Reverse mortgage vs downsizing

Is downsizing my home an alternative to a reverse mortgage?

Seniors who have a large amount of equity in their homes but need cash have several options, including a reverse mortgage. Many candidates for reverse mortgages may also consider whether selling their home and moving into a smaller, less expensive home is a viable option.

Homeowners have several factors to weigh in determining whether it’s better to downsize or stay in their current homes with a reverse mortgage. The following is a hypothetical comparison to show the potential financial impact of both options.

Option 1: Get a reverse mortgage
If a couple, age 65, own a $400,000 home with nothing owed, they could qualify for a principal limit of about $206,000 after closing costs and fees of about $10,500. If they chose a tenure payment option, the reverse mortgage would provide about $1,060 a month for as long as the lived in the home. They could also take a cash advance of $50,000 upfront, then receive about $800 a month for as long as the reverse mortgage remained in force.

If they selected just the tenure option and lived in the home for 20 years with the reverse mortgage, they would have received $254,400 in payments. Assuming an average interest rate of 4.5 percent, the total in interest payments would be $158,500 for a total repayment amount of nearly $413,000.

If the home appreciated in value an average of 2 percent each year, it would be worth about $594,000. Therefore, there would be plenty of equity remaining to pay off the reverse mortgage and leave a small amount to heirs.

If the couple lived in the home for 30 years, they would have received $381,600 in payments. Assuming an average interest rate of 4.5 percent, the total in interest payments would be $426,370 for a total reverse mortgage repayment of almost $808,000.

If the home appreciated at the same 2 percent rate, it would be worth $724,000. The good news is that a reverse mortgage is a non-recourse loan, so you or your heirs won’t be forced to repay more than the market value of your home.

Option 2: Downsize
If the couple chose to downsize, they could sell their $400,000 home. After fees and closing costs, they would likely have $360,000 in proceeds from the sale. If they downsized to a home for $150,000, they could pay cash for their new home and not have a loan to repay either now or in the future. That would still leave them $210,000 in cash.

If they invested the entire $210,000 in a single premium immediate annuity (SPIA), they could receive a lifetime monthly income of about $900. If they chose to keep $50,000 in cash and placed the rest in the SPIA, their lifetime monthly income would be about $680.

At the end of 20 years, they would owe nothing and have a home worth $223,000, assuming the same 2 percent annual appreciation, they can pass to heirs.

A third option: Do both
A third option is to downsize AND obtain a reverse mortgage.

While most reverse mortgages are obtained to enable homeowners to remain in their houses, there is also a program that allows seniors to use a reverse mortgage to buy a new principal residence.

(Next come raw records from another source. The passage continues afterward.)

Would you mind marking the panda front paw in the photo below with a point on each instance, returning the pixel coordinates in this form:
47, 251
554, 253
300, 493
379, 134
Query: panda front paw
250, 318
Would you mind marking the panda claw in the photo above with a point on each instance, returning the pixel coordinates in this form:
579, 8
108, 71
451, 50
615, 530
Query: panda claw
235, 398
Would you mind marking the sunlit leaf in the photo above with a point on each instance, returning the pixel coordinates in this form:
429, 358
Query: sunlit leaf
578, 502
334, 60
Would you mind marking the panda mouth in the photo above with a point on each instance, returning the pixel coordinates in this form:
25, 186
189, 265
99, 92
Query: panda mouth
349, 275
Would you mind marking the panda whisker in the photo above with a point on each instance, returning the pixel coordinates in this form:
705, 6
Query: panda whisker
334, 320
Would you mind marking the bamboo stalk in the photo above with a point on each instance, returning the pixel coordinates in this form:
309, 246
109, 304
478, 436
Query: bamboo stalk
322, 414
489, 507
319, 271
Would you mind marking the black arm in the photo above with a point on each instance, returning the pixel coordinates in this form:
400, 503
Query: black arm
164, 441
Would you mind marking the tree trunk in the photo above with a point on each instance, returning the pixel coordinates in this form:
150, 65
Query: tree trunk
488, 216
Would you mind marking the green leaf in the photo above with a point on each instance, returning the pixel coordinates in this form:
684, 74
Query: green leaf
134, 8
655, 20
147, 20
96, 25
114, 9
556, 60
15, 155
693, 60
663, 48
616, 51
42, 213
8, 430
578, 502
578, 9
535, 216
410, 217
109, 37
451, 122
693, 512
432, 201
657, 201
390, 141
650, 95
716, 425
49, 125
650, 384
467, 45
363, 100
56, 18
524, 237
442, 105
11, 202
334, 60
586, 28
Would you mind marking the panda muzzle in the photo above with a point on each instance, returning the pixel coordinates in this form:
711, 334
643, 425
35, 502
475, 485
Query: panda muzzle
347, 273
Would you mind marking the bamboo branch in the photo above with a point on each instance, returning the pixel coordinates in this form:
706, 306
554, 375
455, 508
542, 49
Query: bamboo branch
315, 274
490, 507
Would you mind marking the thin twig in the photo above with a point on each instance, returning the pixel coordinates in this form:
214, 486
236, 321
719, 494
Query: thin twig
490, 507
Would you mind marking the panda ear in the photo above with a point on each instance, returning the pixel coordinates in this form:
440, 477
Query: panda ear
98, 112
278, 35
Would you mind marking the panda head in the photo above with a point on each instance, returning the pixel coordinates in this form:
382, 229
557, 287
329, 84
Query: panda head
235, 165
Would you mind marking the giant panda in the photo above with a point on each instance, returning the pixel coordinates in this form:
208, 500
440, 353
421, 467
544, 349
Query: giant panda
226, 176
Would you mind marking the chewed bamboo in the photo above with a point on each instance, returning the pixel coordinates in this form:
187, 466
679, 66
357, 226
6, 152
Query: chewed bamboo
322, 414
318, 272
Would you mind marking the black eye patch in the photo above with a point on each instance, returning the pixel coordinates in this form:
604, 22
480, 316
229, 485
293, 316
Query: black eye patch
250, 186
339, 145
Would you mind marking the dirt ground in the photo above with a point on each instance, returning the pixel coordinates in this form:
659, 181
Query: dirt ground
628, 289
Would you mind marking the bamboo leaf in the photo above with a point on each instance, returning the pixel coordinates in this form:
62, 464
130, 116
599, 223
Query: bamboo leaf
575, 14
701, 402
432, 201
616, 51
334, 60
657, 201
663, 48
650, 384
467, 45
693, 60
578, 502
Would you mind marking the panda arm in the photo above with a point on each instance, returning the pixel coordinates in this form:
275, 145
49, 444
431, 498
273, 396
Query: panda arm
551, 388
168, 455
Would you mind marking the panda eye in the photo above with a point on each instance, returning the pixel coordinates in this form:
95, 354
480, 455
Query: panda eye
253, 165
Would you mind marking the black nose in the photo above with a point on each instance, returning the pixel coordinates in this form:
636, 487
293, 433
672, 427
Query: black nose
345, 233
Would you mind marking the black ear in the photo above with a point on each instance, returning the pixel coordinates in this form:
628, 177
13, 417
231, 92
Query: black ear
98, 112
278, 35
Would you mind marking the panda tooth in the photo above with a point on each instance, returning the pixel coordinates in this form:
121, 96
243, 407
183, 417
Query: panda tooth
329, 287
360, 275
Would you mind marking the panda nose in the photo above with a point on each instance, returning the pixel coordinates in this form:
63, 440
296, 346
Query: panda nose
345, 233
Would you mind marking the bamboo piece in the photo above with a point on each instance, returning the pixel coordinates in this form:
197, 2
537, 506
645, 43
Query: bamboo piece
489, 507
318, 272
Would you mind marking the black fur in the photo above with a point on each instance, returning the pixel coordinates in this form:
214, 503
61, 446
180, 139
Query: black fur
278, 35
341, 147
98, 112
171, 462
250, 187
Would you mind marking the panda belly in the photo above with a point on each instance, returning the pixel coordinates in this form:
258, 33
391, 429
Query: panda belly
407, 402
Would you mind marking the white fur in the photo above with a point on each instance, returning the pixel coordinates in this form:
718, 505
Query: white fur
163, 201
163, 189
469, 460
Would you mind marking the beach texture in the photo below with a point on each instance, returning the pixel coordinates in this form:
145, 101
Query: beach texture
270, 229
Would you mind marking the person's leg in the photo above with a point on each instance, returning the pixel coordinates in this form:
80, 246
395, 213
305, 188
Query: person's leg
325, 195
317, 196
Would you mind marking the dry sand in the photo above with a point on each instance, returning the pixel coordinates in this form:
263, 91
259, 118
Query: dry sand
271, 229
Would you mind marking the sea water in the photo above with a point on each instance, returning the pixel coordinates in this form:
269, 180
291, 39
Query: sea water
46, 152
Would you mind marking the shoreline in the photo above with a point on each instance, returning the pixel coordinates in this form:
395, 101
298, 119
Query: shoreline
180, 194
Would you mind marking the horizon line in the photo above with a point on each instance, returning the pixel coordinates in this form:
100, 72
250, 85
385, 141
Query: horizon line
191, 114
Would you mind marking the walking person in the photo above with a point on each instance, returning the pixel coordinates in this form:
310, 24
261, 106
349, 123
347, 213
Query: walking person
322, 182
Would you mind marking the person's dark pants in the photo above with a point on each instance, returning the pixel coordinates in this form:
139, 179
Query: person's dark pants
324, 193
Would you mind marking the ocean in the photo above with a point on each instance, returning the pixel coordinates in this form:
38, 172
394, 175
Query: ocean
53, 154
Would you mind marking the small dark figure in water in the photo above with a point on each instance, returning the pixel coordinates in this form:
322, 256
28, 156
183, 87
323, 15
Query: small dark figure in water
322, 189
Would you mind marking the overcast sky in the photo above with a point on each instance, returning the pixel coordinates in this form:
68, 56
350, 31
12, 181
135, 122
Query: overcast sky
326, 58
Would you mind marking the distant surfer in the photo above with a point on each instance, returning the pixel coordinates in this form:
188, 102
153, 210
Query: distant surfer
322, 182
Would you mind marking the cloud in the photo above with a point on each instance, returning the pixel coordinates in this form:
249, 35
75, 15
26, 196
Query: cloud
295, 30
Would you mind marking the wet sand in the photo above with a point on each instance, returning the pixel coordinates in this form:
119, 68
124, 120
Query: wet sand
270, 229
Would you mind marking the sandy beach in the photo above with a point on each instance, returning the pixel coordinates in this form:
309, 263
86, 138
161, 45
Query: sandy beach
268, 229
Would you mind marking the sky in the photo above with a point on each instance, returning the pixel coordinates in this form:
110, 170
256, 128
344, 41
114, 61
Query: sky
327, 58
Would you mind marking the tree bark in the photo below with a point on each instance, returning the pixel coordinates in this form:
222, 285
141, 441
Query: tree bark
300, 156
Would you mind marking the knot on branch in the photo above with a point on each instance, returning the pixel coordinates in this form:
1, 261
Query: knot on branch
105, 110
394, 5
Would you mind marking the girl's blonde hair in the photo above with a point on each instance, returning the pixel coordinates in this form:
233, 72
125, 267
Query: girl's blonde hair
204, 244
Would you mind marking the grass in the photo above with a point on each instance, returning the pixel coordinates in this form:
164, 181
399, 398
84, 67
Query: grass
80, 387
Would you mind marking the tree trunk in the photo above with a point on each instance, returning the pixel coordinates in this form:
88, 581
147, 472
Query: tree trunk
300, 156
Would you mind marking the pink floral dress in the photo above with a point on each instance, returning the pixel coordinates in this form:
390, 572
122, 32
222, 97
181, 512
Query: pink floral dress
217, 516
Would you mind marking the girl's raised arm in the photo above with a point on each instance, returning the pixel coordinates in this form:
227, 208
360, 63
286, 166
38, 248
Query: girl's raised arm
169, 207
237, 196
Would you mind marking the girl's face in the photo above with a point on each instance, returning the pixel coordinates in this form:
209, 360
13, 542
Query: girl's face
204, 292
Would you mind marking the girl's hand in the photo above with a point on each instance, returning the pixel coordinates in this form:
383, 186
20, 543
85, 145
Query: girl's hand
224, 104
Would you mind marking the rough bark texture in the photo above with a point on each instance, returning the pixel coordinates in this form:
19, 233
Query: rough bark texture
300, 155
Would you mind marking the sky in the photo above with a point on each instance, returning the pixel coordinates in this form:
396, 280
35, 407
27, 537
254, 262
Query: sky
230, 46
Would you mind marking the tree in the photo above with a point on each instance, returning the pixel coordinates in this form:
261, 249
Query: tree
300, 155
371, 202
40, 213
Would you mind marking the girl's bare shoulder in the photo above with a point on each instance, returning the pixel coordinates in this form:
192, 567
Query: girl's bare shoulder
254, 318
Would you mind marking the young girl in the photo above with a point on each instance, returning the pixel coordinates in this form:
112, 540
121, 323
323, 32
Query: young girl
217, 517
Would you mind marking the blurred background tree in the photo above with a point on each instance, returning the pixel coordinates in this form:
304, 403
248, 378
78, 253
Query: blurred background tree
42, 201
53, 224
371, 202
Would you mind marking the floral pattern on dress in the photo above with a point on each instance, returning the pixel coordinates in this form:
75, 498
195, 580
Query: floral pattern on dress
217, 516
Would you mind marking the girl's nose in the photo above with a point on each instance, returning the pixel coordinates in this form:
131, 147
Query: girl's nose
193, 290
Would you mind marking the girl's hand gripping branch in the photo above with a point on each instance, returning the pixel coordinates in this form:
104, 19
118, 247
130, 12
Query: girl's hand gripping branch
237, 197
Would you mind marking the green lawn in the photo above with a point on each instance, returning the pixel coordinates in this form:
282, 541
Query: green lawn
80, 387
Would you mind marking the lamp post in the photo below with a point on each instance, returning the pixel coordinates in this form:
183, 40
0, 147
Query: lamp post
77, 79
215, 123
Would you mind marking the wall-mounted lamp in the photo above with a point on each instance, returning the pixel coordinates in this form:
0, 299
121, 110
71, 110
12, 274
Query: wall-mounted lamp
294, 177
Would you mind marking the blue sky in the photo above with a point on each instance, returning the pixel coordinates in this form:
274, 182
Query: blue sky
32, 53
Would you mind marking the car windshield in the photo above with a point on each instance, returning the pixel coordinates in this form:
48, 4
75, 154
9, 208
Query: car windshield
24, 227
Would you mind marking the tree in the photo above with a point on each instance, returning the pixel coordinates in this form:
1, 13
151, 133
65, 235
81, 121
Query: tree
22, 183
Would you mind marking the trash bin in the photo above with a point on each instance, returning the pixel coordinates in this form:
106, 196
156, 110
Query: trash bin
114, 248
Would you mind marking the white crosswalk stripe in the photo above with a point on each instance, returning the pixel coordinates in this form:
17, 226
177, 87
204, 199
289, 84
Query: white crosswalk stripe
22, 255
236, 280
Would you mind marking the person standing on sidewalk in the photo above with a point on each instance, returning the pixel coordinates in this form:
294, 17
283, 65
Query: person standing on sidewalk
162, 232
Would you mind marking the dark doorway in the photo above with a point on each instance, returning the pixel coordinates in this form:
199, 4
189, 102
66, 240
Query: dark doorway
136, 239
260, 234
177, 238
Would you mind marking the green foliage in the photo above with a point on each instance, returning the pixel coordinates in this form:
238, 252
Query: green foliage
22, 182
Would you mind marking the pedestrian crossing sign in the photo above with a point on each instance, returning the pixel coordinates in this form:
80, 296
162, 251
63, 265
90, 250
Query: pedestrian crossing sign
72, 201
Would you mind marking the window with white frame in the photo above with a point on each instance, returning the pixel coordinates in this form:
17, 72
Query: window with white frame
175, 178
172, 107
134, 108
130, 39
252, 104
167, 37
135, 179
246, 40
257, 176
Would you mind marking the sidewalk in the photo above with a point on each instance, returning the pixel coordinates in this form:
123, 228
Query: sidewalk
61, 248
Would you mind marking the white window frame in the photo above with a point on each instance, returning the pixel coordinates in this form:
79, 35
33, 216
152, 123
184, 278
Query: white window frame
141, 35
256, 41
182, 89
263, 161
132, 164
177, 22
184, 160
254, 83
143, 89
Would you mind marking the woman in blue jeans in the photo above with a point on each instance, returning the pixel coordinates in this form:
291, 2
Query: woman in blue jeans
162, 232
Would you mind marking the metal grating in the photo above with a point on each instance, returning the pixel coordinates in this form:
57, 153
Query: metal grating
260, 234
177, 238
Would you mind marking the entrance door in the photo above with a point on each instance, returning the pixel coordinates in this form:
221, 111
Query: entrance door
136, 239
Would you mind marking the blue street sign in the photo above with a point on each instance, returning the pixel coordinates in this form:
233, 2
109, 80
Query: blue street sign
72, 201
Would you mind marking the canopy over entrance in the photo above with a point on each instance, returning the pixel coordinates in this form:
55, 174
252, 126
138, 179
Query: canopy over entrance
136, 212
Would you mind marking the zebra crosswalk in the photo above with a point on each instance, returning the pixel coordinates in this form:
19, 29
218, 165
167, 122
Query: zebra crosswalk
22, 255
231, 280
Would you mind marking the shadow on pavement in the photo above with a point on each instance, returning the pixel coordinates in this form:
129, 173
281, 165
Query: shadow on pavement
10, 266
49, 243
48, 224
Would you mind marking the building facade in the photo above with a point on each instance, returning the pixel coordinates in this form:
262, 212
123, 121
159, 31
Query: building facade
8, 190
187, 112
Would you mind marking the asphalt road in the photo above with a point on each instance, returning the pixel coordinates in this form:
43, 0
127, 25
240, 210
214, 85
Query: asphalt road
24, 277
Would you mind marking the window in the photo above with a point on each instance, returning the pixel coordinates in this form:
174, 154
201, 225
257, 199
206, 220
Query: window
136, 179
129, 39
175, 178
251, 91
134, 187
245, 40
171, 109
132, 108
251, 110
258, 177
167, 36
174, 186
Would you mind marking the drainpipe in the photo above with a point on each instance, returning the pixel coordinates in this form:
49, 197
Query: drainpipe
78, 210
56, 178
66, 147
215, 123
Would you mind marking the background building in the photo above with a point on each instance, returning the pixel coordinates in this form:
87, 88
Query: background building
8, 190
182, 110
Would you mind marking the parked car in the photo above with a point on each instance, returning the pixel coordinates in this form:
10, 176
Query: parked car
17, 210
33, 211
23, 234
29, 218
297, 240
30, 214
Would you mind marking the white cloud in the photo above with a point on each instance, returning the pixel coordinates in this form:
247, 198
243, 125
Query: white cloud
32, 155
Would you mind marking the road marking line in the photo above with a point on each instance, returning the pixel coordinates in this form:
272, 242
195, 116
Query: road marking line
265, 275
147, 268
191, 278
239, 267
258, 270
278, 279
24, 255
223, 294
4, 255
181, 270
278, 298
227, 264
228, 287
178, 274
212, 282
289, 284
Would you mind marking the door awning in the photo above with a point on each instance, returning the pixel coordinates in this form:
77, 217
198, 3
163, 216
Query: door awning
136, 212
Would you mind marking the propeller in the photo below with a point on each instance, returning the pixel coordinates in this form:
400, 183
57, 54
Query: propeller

Known as an HECM for Purchase, this program allows seniors to buy a new house and obtain a reverse mortgage on it within the same transaction. Because it’s a single transaction, there is only one set of closing costs the borrower must pay.

The intent of the program is to help seniors move when the need arises and still have the option of benefiting from the reverse mortgage. You do not have to sell your existing home before applying for an HECM for Purchase loan, but the lender will assess whether you can financially handle owning two properties.

One of the main differences is that an HECM for Purchase loan requires a downpayment, whereas a standard reverse mortgage does not. A conventional reverse mortgage allows you to borrow against the equity you have already built up. But in an HECM for Purchase loan, you have no equity to borrow against because you don’t own the property.

The minimum downpayment required will be based on the sales price, the age of the borrower(s) and the expected interest rate. The typical user of this type of loan will need to pay around half of the purchase price as a downpayment.

The equity generated by the downpayment is used to calculate the reverse mortgage loan amount. The reverse mortgage funds cover the remaining cost of the home, just like with a traditional mortgage.

For example, say you want to buy a $200,000 home, and have $125,000 for a downpayment. You can then obtain a reverse mortgage for the remaining $75,000. Instead of making monthly payments on that $75,000 balance like you would with a conventional mortgage, the reverse mortgage allows you to defer payments until the loan matures. Just as with a standard reverse mortgage, this occurs when you pass away or move out of the home.